Aceites para cocinar: Puntos de humeo

Te ha pasado que cuando estás en el supermercado y ves tantas opciones de aceites para cocinar disponibles te abrumas y confundís, porque se te hace dificil elegir cual es la mejor opción para vos? Has notado los diferentes términos que los fabricantes utilizan para describir el tipo de aceite que producen, tales como “raw” o “cold-pressed”? Y cuando entras al internet lees que algunos aceites no son apropiados para cocinar y que los aceites refinados son mejores para cocinar a fuego alto? Lo cual te deja aun mas confundido, no queres seguir pensando mas y simplemente elegis la opción más accesible o continuas con el mismo aceite de girasol que has usado toda la vida.

No te des por vencido! Cocinar con un buen aceite tiene múltiples beneficios para tu salud que no podes ignorar. Esta guia simple te guiará para que te convirtas en un experto en aceites.

Que es el Punto de Humeo y por que es importante?

También conocido como el punto de inflamación, el punto de humeo es la temperatura a la cual un aceite deja de brillar y empieza a ahumarse y oxidarse. Después de cierta temperatura, la grasa empieza a descomponerse y libera radicales libres dañinos y toxinas, los cuales pueden darle un sabor desagradable a la comida, y sobre todo pueden causar alteraciones en tu salud.

Por que es importante saber cual es la diferencia?

Entender la diferencia entre los aceites y sus puntos de humeo es una parte esencial de cocinar conscientemente. Cada aceite tiene un punto de humeo diferente y varía dependiendo si es refinado o no y del porcentaje de grasas poliinsaturadas, monoinsaturadas y saturadas.

Los aceites para cocinar pueden ser una de estas tres categorías de grasas:

  • Monoinsaturadas/poliinsaturadas

  • Saturadas

  • Hidrogenadas

Para ser consciente con tu salud, los mejores aceites son aquellos altos en grasas monoinsaturadas y poliinsaturadas. Estas grasas son conocidos como las grasas amigables con la salud cardiaca y disminuyen las inflamacion cronica en el cuerpo.

  1. Las grasas monoinsaturadas y poliinsaturadas son benéficas en moderación. Provienen de semillas y plantas y ayudan a disminuir el colesterol malo y el riesgo de enfermedades cardiacas.

  2. Las grasas monoinsaturadas incluyen el aceite de canola, el aceite de aguacate y el aceite de oliva.

  3. Las grasas poliinsaturadas incluyen el aceite de girasol, el aceite de semilla de uva, y el aceite de cártamo.
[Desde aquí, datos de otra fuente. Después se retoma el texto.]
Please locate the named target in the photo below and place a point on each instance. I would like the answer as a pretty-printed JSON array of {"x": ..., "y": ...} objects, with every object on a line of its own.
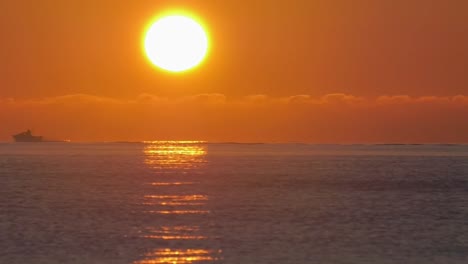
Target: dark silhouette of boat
[{"x": 27, "y": 137}]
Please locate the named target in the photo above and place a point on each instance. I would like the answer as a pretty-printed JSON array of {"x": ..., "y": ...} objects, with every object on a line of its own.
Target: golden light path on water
[{"x": 171, "y": 196}]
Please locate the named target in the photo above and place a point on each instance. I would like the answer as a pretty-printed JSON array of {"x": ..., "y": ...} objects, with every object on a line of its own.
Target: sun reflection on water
[
  {"x": 177, "y": 203},
  {"x": 174, "y": 154},
  {"x": 179, "y": 256}
]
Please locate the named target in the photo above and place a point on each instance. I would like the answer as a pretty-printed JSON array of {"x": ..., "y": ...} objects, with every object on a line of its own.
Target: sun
[{"x": 176, "y": 43}]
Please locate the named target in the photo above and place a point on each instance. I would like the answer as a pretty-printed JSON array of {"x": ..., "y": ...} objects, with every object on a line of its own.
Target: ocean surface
[{"x": 194, "y": 202}]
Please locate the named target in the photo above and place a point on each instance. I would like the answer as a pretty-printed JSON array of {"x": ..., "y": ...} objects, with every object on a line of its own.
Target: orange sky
[{"x": 317, "y": 71}]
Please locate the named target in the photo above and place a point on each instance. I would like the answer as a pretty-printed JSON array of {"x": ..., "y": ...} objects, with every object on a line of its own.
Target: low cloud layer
[{"x": 332, "y": 118}]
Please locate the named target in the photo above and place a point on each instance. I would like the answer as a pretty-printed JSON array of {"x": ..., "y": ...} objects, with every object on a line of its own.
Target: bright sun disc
[{"x": 176, "y": 43}]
Las grasas saturadas deben ser limitadas en su consumo. Además que disminuyen el colesterol bueno, pueden aumentar el riesgo de enfermedad coronaria y eventos cerebrovasculares.

  1. Las grasas saturadas incluyen el aceite de coco, sin embargo, la grasa saturada que contiene el aceite de coco es en su mayoría triglicéridos de cadena mediana, o MCTs, los cuales son cadenas de ácidos grasos más cortas. Cuando consumes MCTs, tu cuerpo convierte las cadenas en cetonas y las usa para producir energía.

Los aceites hidrogenados deben evitarse totalmente porque disminuyen el colesterol bueno y aumentan el riesgo de enfermedades crónicas.

Como se a que temperatura usar cada aceite?

Los aceites sin solventes químicos (osea que se encuentran en su estado natural) son etiquetados como “no refinados”, “unrefined”, “cold-pressed”, “crudos”, “raw” o “vírgenes”. Estos aceites puede que tengan mayor retención de sus nutrientes y mayor contenido de polifenoles pero tienden a tener puntos de humeo mas bajos y se pueden arruinar mas rapido, asi que saber sus puntos de humeo y cómo almacenarlos es crítico.

Un aceite entre el punto de humeo de:

275-325 es considerado fuego bajo, osea los primeros tres puntos en la temperatura de la estufa.

350-400 es considerado fuego medio, osea el cuarto, quinto y sexto punto en la temperatura de la estufa.

400-475 es considerado fuego alto, osea los últimos tres puntos en la temperatura de la estufa.

Otros puntos a considerar:

No reutilices el aceite para freír más de dos veces, ya que incrementa la formación de radicales y ácidos grasos libres cada vez que el aceite es calentados a través de la oxidación.

Cada aceite tiene una vida útil diferente al igual que requerimientos de temperatura para almacenarlos.